Brian Armstrong on Crypto Regulation
The CEO of cryptocurrency exchange Coinbase (Nasdaq: COIN), Brian Armstrong, discussed various topics, including crypto regulation and stablecoins, in an interview with Yahoo Finance on Friday.
Responding to a question about the timing and nature of crypto regulation in the U.S., the Coinbase boss described:
It’ll happen in one of a few ways. So, one way is the courts. The courts can be the one to provide the clarity regardless of the outcome of the case. Creating case law is a way to get there if the regulators aren’t going to provide it.

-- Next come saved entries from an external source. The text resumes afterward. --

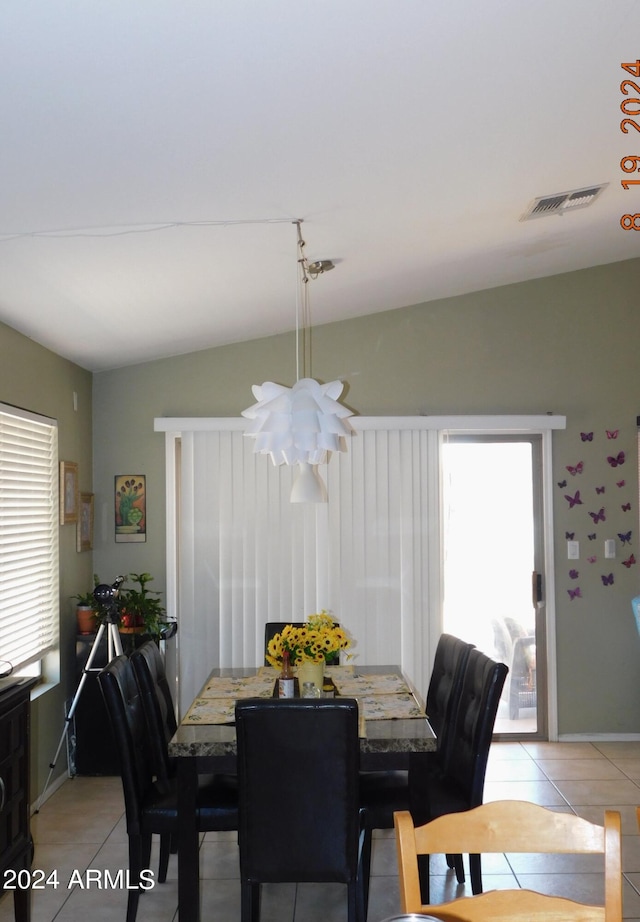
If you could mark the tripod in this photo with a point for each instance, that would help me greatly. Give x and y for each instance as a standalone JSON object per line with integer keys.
{"x": 105, "y": 595}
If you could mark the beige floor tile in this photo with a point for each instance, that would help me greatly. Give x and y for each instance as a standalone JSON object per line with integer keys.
{"x": 599, "y": 792}
{"x": 537, "y": 792}
{"x": 580, "y": 769}
{"x": 562, "y": 750}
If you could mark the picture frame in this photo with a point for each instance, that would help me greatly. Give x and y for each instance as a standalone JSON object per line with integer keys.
{"x": 69, "y": 494}
{"x": 84, "y": 532}
{"x": 130, "y": 508}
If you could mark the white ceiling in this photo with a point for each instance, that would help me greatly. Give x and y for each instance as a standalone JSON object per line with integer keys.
{"x": 171, "y": 143}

“Another way to do it is through Congress. Congress is very engaged in this now,” he stressed, noting that a few crypto bills are being considered in Congress. They include the FIT for the 21st Century Act and the Clarity for Payment Stablecoins Act.
Moreover, Armstrong noted that the Commodity Futures Trading Commission (CFTC) “could step up and assert more authority.” He opined:
I also think there’s a possibility we’ll just get a different SEC chair in 2024 or beyond.
The current chairman of the U.S. Securities and Exchange Commission (SEC), Gary Gensler, has been heavily criticized for taking an enforcement-centric approach to regulating the crypto industry. Despite Gensler’s repeated calls for crypto trading and lending platforms to come in and register with the regulator, Armstrong noted that Coinbase tried to comply, but the SEC has made it impossible to do so.
Regarding trading volumes on Coinbase, Armstrong revealed: “It’s come down a bit.” However, he emphasized: “But we’re not like unused to these cycles. So we see when prices go up, obviously, more retail interest. What’s interesting in this down market is that we’ve actually seen there’s been a kind of a flight to quality.” He continued:
So we are seeing more institutions come in and sign up, go through our onboarding process. And they’re not necessarily moving huge amounts of capital in yet, but they are onboarding.
Concerning the factors institutional investors are awaiting before investing substantial funds in crypto, the Coinbase boss opined: “Maybe it’s that blockchain has become more scalable, maybe some regulatory clarity, maybe a court case happens. And I think we’ll start to see different amounts of capital actually coming in at that point.”